Overview
- Native name: Güterumgehungsbahn Karlsruhe
- Line number: 4210 (Karlsruhe–Karlsruhe-Hagsfeld); 4211 (Karlsruhe–Karlsruhe-Durlach); 4213 (Karlsruhe–Karlsruhe-Brunnenstück); 4214 (Karlsruhe–Karlsruhe-Dammerstock); 4215 (Karlsruhe–Karlsruhe West); 4217 (Karlsruhe–Karlsruhe-Durlach);
- Locale: Baden-Württemberg, Germany

Service
- Route number: (only freight)

Technical
- Track gauge: 1,435 mm (4 ft 8+1⁄2 in) standard gauge
- Electrification: 15 kV/16.7 Hz AC overhead catenary

= Karlsruhe freight bypass railway =

Railway line in Germany

The Karlsruhe freight bypass railway Güterumgehungsbahn Karlsruhe is railway line reserved for freight only in the southeast of the city of Karlsruhe in the German state of Baden-Württemberg. The freight rail bypass allows freight trains to avoid the busy Karlsruhe Central Station (Hauptbahnhof) on a separate direct line.

The freight rail bypass is classified as a main line and has two tracks throughout and is electrified. It has the highest German track class of D4, which means that the line is built for axle loads of 22.5 tonnes and loads of 8.0 tonnes per metre of train.

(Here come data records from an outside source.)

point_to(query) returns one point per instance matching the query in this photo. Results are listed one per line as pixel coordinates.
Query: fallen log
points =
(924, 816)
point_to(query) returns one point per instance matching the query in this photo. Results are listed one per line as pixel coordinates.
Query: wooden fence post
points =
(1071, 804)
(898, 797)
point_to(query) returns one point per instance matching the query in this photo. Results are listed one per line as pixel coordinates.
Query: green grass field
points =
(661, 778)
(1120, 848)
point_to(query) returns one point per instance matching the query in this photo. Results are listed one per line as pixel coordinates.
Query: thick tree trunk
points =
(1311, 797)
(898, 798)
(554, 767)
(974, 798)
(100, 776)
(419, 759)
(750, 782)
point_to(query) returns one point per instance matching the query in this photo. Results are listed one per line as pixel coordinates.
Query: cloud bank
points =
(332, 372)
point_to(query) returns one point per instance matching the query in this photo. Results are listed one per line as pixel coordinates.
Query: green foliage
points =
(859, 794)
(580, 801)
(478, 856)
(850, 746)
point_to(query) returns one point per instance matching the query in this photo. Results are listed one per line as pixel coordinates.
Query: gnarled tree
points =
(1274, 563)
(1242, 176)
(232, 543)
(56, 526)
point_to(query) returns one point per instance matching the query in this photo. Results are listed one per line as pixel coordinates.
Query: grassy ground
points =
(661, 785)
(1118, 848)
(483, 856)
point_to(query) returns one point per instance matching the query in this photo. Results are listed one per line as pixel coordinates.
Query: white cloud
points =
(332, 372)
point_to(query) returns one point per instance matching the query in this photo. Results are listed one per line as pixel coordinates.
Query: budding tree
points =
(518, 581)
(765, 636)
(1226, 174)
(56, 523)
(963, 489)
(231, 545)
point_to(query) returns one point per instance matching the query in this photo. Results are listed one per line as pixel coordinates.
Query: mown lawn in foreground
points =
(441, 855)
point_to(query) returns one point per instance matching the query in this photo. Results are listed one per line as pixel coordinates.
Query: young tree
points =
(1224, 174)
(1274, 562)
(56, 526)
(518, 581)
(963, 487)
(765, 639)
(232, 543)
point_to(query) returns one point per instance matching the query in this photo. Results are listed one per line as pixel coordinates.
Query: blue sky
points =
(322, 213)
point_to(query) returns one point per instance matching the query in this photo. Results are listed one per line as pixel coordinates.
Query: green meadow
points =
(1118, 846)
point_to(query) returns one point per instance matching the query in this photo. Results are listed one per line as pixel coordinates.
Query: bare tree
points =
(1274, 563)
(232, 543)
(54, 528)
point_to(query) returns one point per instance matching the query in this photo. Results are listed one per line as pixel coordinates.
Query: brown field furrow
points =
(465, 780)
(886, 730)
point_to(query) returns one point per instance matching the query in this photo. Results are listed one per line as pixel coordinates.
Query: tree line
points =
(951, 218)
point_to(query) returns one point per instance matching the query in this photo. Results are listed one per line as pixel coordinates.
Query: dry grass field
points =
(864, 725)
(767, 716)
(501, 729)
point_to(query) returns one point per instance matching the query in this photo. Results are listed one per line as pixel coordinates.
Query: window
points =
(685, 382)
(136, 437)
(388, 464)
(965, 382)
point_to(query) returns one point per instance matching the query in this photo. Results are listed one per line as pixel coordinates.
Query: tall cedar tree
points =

The PZB 90 intermittent cab signalling system is used on the freight rail bypass. This contrasts with the parallel access line to the central station, which is protected by the LZB train protection system.

==History==
The line was opened in 1895 with the marshalling yard it served in the southeast of the city. In the northeast it was connected via a branch line from the Rhine Valley Railway running between the old Karlsruhe Hauptbahnhof and the old Durlach station. Another connection was opened in 1895, passing under the Hauptbahnhof–Durlach line to the Rhine Railway to Graben. In the southwest, there were also connections to the existing line from the old Hauptbahnhof to Ettlingen-West, and—after crossing under them—the lines to Wörth and to Durmersheim (also opened in 1895).

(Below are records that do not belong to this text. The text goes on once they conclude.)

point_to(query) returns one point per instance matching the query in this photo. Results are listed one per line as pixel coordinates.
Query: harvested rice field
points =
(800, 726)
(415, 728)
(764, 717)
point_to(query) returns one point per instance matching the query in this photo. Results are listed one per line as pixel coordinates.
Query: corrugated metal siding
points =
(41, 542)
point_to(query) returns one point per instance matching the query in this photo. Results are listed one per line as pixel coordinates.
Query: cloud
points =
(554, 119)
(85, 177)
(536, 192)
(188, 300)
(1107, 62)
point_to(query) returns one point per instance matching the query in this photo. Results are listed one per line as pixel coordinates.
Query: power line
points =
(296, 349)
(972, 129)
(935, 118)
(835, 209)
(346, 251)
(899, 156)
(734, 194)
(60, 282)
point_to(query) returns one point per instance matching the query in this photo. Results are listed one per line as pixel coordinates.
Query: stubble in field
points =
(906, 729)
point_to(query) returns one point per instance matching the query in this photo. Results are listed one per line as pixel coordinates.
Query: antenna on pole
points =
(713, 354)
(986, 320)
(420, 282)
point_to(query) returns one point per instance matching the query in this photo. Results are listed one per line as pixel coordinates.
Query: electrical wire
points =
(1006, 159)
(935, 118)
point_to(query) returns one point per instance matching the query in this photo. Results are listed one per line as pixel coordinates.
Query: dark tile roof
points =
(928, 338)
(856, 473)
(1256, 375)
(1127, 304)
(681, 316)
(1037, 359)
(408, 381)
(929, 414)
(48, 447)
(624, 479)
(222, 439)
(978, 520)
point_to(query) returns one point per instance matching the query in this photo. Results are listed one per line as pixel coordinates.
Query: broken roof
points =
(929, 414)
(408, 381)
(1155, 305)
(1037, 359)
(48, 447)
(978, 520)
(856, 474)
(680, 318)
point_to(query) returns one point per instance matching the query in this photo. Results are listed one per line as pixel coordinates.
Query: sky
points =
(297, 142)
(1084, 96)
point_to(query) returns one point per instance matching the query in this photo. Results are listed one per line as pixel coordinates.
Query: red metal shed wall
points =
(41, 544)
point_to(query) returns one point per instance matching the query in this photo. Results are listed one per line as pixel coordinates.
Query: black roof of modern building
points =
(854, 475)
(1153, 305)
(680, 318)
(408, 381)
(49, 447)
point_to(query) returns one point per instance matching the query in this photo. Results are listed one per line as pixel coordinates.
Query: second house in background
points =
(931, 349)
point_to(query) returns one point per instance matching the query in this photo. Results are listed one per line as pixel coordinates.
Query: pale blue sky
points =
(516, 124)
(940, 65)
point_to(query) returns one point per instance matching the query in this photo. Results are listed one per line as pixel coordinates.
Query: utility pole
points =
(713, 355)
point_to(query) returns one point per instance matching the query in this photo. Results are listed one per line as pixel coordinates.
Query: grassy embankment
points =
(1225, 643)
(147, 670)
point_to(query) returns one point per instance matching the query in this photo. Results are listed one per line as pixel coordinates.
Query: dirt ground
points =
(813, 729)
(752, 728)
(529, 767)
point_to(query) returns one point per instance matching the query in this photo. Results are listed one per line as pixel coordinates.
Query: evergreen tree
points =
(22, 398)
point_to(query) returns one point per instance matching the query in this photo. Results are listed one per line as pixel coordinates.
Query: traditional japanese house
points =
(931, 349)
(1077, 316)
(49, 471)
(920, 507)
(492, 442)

In 1913, the new Karlsruhe Hauptbahnhof was built near the marshalling yard. The freight lines were engineered so that they largely avoided crossing the passenger lines to the Hauptbahnhof. The old Karlsruhe freight yard had been connected directly to the old Rhine Valley Railway on the line to the old Hauptbahnhof near the city centre, so the dead-end yard was now only accessible via the bypass from the direction of Hagsfeld, or via a track construction plant from the old Durlach–Karlsruhe line from the north side or via another track from this line from the south side. The same was true of access to the old Durlach freight yard. Even the former Karlsruhe locomotive workshop near the former Karlsruhe freight yard was now only accessible via the bypass.

Passenger services were introduced in 1913 on the bypass because the lines from the new central station ran to the Palatinate via Karlsruhe West and the new Mühlburg station via this line.

==Current situation==
A container terminal was formerly located between the marshalling yard and the passenger line between Karlsruhe Hauptbahnhof and Durlach and on the other side of Wolfartsweierer Straße there was a loading facility with two tracks. A large scale freight yard originally planned there as a replacement for the abandoned Karlsruhe Durlach freight yard has not been realised. The area of the former Karlsruhe locomotive workshop and the closed parts of the freight yard have been used to extend the Südstadt district and for a new neighbourhood park, the Ostauepark.

The marshalling yard’s hump yard is closed. Its former tracks are now used for the parking of old wagons. Other tracks are used for parking freight trains and locomotives.

Line VzG 4210 connects the freight bypass to the line to Graben in both directions at Hagsfeld via a flying junction. In contrast, the links to the freight bypass from the lines from Bruchsal (VzG 4217) and Pforzheim (VzG 4211) only directly connect with the tracks running from Pforzheim and Bruchsal, requiring trains running in the opposite direction to cross tracks at-grade. The track that formerly connected the yard towards Pforzheim without requiring an at-grade crossing has been closed. Line VzG 4214 connects the bypass to the line to Durmersheim and line VzG 4213 connects to the line to Ettlingen; both are grade-separated in both directions. Line VzG 4215, which connects towards Wörth, is a single track line and initially passes under the Palatine Maximilian Railway and later connects with it at Karlsruhe West at an at-grade junction.